Yargıtay 19. Hukuk Dairesi 2012/10302 Esas 2013/1120 Karar Sayılı İlamı

Abaküs Yazılım
19. Hukuk Dairesi
Esas No: 2012/10302
Karar No: 2013/1120
Karar Tarihi: 23.01.2013

Yargıtay 19. Hukuk Dairesi 2012/10302 Esas 2013/1120 Karar Sayılı İlamı

19. Hukuk Dairesi         2012/10302 E.  ,  2013/1120 K.

    "İçtihat Metni"

    MAHKEMESİ :Ticaret Mahkemesi

    Taraflar arasındaki menfi tespit davasının yapılan yargılaması sonunda ilamda yazılı nedenlerden dolayı davanın kabulüne yönelik olarak verilen hükmün süresi içinde davalı vekilince her ne kadar duruşmalı olarak temyiz edilmiş ise de, miktar itibariyle bu istemin reddiyle incelemenin evrak üzerinde yapılmasına karar verildikten sonra dosya incelendi, gereği konuşulup düşünüldü.

    - K A R A R -

    Davacı vekili, davalının hem müvekkili hem de müvekkilinin yetkilisi olduğu ... aleyhine 30.11.2010 vade tarihli 10.000 TL meblağlı senede dayanarak kambiyo senetlerine özgü takibe giriştiğini, müvekkilinin senedi yetkilisi olduğu şirket adına imzaladığını, şahsi sorumluluğunun bulunmadığını ileri sürerek müvekkilinin borçlu olmadığının tespitine karar verilmesini talep ve dava etmiştir.
    Davalı vekili, davacının iddiaya konu bonoya dava dışı şirketi temsilen ve şahsı yönünden ise, aval veren sıfatı ile iki kere imzaladığını, sadece imzadan ibaret avalın mümkün olduğunu belirterek davanın reddi ile %40 tazminatın davacıdan tahsilini istemiştir.
    Mahkemece yapılan yargılama, toplanan deliller neticesinde; dava konusu senedin TTK m. 613/3. fıkrası açısından incelenmesi gerektiği, şirket temsilcisi olan davacının iki tane imza atmasının aval iradesini ortaya koyduğu anlamına gelmeyeceği amaç aval vermek olsa idi, aval kelimesi veya buna benzer bir ifadenin kullanılması gerektiği, sırf imza atılmasının aval niteliğini doğurmayacağı gerekçeleri ile davanın kabulüne, icra takibine konu 01.10.2010 düzenleme 30.11.2010 vade tarihli ve 10.000 TL tutarlı senetten dolayı davacının borçlu olmadığının tespitine karar verilmiş, hüküm davalı vekilince temyiz edilmiştir.
    Dava konusu senedin ön yüzünde keşideci bölümünde şirket kaşesi ve yanında şirket yetkilisi davacı ..."a ait iki adet imza bulunmaktadır.
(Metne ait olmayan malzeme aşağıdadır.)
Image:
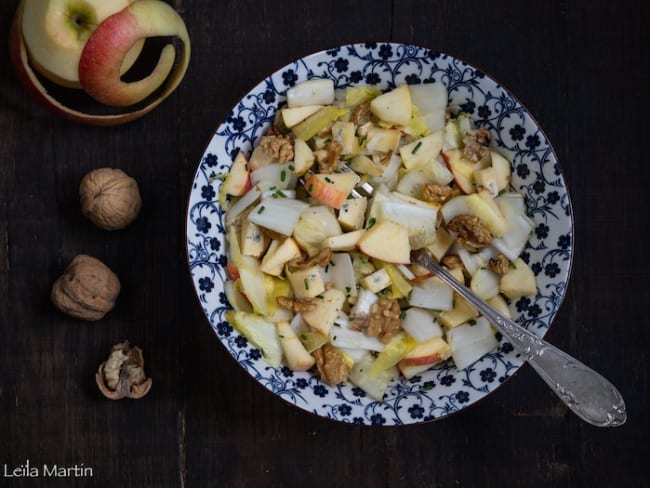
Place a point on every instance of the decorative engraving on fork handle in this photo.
(588, 394)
Davacı ..., bu imzaların şirketi temsilen atıldığını ve şahsi sorumluluğunun bulunmadığını ileri sürmekte ise de şirketi temsilen tek imza yeterli olmasına rağmen aynı kişi tarafından şirket kaşesi dışındaki bölüme ikinci bir imza atılması adı geçenin senedi hem yetkilisi olduğu şirketi temsilen hem de aval veren sıfatı ile imzaladığını gösterir. Zira 6762 sayılı TTK"nun 690.md. yollaması ile bonolar hakkında da uygulanması gereken aynı Yasa"nın 613/3 mad. göre; “Muhatap veya keşidecinin imzaları müstesna olmak üzere, poliçenin ön yüzüne konan her imza, aval şerhi sayılır.”
    Bu durumda mahkemece somut olay bakımından aval veren sıfatı ile davacı ..."un da dava konusu senetten dolayı sorumlu olduğu gözetilerek deliller değerlendirilip sonucuna göre bir karar verilmesi gerekirken, somut olaya uygun düşmeyen gerekçeler ve yanılgılı değerlendirme ile yazılı şekilde hüküm kurulması doğru görülmemiştir.
    SONUÇ: Yukarıda açıklanan nedenlerle hükmün davalı yararına BOZULMASINA, peşin harcın istek halinde iadesine, 23.01.2013 gününde oybirliğiyle karar verildi.